夫「貯金1,000万円」妻「貯金600万円」…離婚したらどうなる?【弁護士の概説】 (※画像はイメージです/PIXTA)

財産分与=夫婦の共有財産を「半分ずつ分けること」

財産分与とは、婚姻中に形成した「夫婦共有財産」を半分ずつにすること。「夫婦共有財産」というのは、結婚中に稼いで築いた財産。夫婦のどちらかが専業主婦または主夫の場合には、それは他方が築いて得た財産に対して「内助の功」があることになりますので、離婚時にはこれを半分にするのです。

 

具体的には、結婚時の①預金残高、②株式など、③保険の解約返戻金、④不動産、⑤車両、⑥ローンなど。これらの総資産に対して、別居時の①~⑥の総和を比較して、上昇額を出し、これを半分ずつに分ける(多いほうから少ない方にする)ことになります。

 

たとえば、結婚時の夫の預貯金が100万円、別居時が1,000万円で、妻の預貯金が500万円から600万円になっていれば、夫は900万円、妻は100万円の合計1,000万円増えていますので、これを500万円ずつ分けます。ですので、夫は妻に400万円(500-100)を渡すことになります。

ご相談の多い「ペアローン不動産」はどうするのか

財産分与のなかで、よく問題となるのが共有不動産、「ペアローン不動産」です。結婚に伴って共有で不動産を買うことも多いのですが、離婚したのになお共有にしていては、一方だけで売ることもできなくなります。そこで、共有不動産については、「売って分ける」か「寄せて分ける」かを決めていただくことが多いです。

 

売って分けるのは、文字通り当該物件を第三者に販売して、売却代金を分け合うこと。寄せて分けるのは、一方が物件の所有権(及び可能な限りローンも)を引き取り、半分を超えて引き取った部分について買い取り価格相当額(=代償金)を支払うことになります。

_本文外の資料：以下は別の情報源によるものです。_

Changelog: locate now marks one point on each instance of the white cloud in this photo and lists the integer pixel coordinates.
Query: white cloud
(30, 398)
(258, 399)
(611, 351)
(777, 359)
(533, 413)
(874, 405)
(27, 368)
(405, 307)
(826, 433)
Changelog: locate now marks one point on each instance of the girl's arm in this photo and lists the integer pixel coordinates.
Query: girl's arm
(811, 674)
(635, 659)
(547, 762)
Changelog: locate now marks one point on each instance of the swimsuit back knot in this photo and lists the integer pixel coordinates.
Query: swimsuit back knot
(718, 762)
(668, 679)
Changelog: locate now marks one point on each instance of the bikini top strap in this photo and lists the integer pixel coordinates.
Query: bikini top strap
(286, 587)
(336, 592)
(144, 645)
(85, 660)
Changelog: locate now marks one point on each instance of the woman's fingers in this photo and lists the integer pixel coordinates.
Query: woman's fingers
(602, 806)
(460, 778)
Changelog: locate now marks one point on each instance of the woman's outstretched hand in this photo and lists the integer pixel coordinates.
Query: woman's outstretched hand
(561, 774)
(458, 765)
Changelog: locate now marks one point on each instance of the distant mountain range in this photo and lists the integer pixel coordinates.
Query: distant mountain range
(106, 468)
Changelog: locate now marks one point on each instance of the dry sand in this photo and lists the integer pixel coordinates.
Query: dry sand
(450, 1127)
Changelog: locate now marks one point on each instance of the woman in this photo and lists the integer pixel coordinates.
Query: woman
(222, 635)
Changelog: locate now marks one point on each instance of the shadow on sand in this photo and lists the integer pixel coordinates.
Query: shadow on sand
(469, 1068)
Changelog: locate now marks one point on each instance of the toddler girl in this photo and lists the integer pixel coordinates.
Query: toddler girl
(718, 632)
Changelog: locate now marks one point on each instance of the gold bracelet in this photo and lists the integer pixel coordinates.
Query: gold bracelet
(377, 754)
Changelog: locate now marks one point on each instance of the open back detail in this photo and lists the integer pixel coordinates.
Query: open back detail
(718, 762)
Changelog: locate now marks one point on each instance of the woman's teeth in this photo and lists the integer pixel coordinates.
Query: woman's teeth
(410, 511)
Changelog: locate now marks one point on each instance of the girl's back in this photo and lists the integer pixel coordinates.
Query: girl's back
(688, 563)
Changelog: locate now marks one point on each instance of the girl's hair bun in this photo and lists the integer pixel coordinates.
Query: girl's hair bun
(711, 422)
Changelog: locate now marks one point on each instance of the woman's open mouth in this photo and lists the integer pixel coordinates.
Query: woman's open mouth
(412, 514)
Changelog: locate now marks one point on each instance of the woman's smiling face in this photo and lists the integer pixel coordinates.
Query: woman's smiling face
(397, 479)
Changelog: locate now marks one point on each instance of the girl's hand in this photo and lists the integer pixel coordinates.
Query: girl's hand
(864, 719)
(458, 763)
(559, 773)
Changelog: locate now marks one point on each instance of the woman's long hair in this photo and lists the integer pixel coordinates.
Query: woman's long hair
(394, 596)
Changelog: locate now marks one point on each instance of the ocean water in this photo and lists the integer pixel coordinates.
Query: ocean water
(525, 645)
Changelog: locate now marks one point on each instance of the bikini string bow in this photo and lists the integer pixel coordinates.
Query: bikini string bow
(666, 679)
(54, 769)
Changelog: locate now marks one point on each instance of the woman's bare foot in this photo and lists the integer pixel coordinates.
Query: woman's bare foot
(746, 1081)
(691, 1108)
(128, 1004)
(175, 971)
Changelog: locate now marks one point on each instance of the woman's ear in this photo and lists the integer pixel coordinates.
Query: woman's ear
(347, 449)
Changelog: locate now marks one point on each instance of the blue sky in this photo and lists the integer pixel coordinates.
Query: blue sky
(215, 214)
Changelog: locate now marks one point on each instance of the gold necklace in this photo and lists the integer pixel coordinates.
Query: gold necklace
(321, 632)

財産分与は離婚から2年の間でなければ、受け取ることができなくなります。

財産分与は、もらう方には贈与税はかかりません。

 

感覚としてつかみづらいのですが、金銭支払いに代えて不動産を譲渡した場合、譲渡した側に、金銭支払いを免れた利益として「譲渡所得税」が課税される場合があるので、こちらもご注意ください。